LONDON (Reuters) – The former finance director of collapsed British building agency Carillion (CLLN.L) denied being “asleep at the wheel” on Tuesday as lawmakers questioned whether or not the company had taken on an excessive amount of threat, placing hundreds of jobs on the road.
Carillion, which employed almost 18,000 folks in Britain, collapsed on Jan. 15 when its banks halted funding, triggering Britain’s greatest company demise in a decade and forcing the government to step in to ensure public providers from faculty meals to roadworks.
The failure has ignited a row over Britain’s system of outsourcing public providers – every thing from hospital meals and jail safety to the upkeep of nuclear warheads – to competing personal firms who depend on government work for a big a part of their revenue.

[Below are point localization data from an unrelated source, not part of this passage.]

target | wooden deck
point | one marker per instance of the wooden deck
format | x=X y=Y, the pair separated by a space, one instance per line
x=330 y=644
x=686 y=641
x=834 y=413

“No I don’t believe we were asleep at the wheel,” former FD Zafar Khan stated. “I believe I did everything that I could have done essentially.”
His substitute as finance director Emma Mercer, who had held different finance roles on the group, stated accounting had grow to be extra aggressive within the years earlier than it collapsed however Khan denied that there had been a concerted effort to take threat.
Khan’s feedback prompted a rebuke from opposition lawmaker Rachel Reeves.
“Four months after you left, the company went into liquidation with just 29 million pounds left, leaving thousands of people potentially without jobs, and thousands of people saving for pensions without the pensions they’d expected, but you did everything right at the right time,” she stated.
“Well done Mr Khan.”
Earlier within the listening to interim Chief Executive Keith Cochrane had apologised for the company’s collapse.
“I‘m truly sorry,” he stated. “It was the worst possible outcome. This was a business worth fighting for and that’s certainly what I sought to do during my time as chief executive.”
Responding to questions, Cochrane stated that web debt was too excessive on the finish of 2016 and the company was making an attempt to scale back it earlier than it confronted a deterioration of money stream after March 2017.
The government is working to guard some jobs however 829 redundancies have already been made.